Took me a little long (since school, and the business with He-Who-Must-Now-Not-Be-Named, took a while), so I tried to make it complete. I told of it here and here, and now I'm done. 
It currently only lists pure algs to shoot any type of piece (except corners, Stefan's done that) at a time -I've only hinted at optimizations (and there definitely are some simple ones). I think it will serve as a great easy method, a BLD intro that's easy with M2 as a "stepping-stone." 

I did another 4x4x4 BLD today (success, but with comm centers), and want to try 5x5x5 with purely m2/r2 on centers and edges, soon.

Oh, and does someone have a better name than "oblique"? I've stuck with it after Stefan's endorsement, and haven't found anything better. qqwref's "chiral centers" is about as good (although with respect to r2, chirality is irrelevant compared to obliqueness)...

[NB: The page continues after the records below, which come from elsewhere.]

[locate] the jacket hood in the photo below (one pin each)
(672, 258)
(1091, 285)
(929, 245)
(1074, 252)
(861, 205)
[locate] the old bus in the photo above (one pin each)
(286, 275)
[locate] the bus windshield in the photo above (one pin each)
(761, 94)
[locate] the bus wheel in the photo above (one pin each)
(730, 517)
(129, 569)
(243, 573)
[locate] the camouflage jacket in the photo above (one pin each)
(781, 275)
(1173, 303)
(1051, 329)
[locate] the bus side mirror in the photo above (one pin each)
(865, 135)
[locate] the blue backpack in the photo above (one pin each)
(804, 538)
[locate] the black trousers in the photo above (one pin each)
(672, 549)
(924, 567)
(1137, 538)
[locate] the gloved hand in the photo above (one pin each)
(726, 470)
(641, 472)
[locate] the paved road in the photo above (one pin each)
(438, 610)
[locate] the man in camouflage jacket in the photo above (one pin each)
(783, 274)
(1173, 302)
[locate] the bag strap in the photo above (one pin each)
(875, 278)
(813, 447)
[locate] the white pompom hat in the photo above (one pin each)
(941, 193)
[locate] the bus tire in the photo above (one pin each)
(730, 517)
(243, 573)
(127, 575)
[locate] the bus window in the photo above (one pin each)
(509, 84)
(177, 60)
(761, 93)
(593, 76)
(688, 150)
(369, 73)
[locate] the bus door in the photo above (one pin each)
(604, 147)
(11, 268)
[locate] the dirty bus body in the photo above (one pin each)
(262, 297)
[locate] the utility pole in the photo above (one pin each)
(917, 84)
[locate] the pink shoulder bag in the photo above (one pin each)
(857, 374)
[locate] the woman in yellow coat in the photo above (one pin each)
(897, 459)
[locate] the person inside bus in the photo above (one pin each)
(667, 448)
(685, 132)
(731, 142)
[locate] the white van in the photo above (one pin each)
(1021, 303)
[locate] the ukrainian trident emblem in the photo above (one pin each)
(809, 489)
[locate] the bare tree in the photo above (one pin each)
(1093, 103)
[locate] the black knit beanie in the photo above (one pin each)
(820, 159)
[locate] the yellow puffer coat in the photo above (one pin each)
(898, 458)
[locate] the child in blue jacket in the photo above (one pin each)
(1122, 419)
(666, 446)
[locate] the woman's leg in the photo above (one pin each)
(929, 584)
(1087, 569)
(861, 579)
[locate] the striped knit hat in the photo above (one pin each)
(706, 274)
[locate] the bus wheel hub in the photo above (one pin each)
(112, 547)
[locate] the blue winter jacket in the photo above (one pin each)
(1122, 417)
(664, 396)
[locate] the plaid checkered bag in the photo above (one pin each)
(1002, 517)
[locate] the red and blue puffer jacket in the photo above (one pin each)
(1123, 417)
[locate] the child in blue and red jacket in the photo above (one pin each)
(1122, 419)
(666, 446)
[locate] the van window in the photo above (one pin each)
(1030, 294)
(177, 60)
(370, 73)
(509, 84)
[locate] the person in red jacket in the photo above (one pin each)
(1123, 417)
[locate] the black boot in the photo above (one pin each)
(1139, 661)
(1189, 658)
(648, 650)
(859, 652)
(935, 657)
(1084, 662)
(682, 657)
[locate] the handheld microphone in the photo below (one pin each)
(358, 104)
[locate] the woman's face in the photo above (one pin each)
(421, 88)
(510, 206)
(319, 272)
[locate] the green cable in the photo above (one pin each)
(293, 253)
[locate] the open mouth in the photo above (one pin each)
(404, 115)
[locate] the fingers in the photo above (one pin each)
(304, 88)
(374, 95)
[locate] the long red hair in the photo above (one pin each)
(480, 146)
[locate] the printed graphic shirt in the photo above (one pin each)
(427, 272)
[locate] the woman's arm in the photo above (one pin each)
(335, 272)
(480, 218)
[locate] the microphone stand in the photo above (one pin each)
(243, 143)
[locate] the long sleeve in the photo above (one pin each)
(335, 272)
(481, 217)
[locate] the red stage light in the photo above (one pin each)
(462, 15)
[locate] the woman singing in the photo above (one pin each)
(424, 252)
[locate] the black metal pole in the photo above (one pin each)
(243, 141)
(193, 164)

Oh, and I found that you can shoot RB with M U'R'U M2' U'RU M'. I'm using it from now on...


----------



## Stefan (Feb 28, 2008)

I guess the T-centers are the ultimate showdown between m2 and r2. I see you chose m2 and I'm wondering why. It has seven targets in the buffer slice while r2 would only have three, so intuitively I'd say r2 would be better.

Also, counting your moves for the X-centers I came to *8.9 moves average*, which is more than for the U2 method:

*1* target on U (opposite the buffer) with *1* move.
*2* targets on U (next to the buffer) with *1* move each.
*12* targets on F, L, B, R with *7* moves each.
*4* targets on F, L, B, R with *9* moves each.
*1* target on D with *11* moves.
*3* targets on D with *13* moves each.

(1*1 + 2*1 + 12*7 + 4*9 + 1*11 + 3*13) / 23 = *7.5 moves average*


----------



## masterofthebass (Feb 28, 2008)

You crazy germans and your simple BLD methods.


----------



## Lucas Garron (Feb 28, 2008)

StefanPochmann said:


> I guess the T-centers are the ultimate showdown between m2 and r2. I see you chose m2 and I'm wondering why. It has seven targets in the buffer slice while r2 would only have three, so intuitively I'd say r2 would be better.
> 
> Also, counting your moves for the X-centers I came to *8.9 moves average*, which is more than for the U2 method:


I've been worrying about efficiency. I actually use comms for X-Centers, but I'm only siding with r2 centers because of habit personal preference for it (and most important to me was resolving all werd targets - oh, and since you already did U2.  ). I'll add algs for r2 T-Centers, though. How would you shoot Dl? (Dr buffer, Ur helper, right?)


----------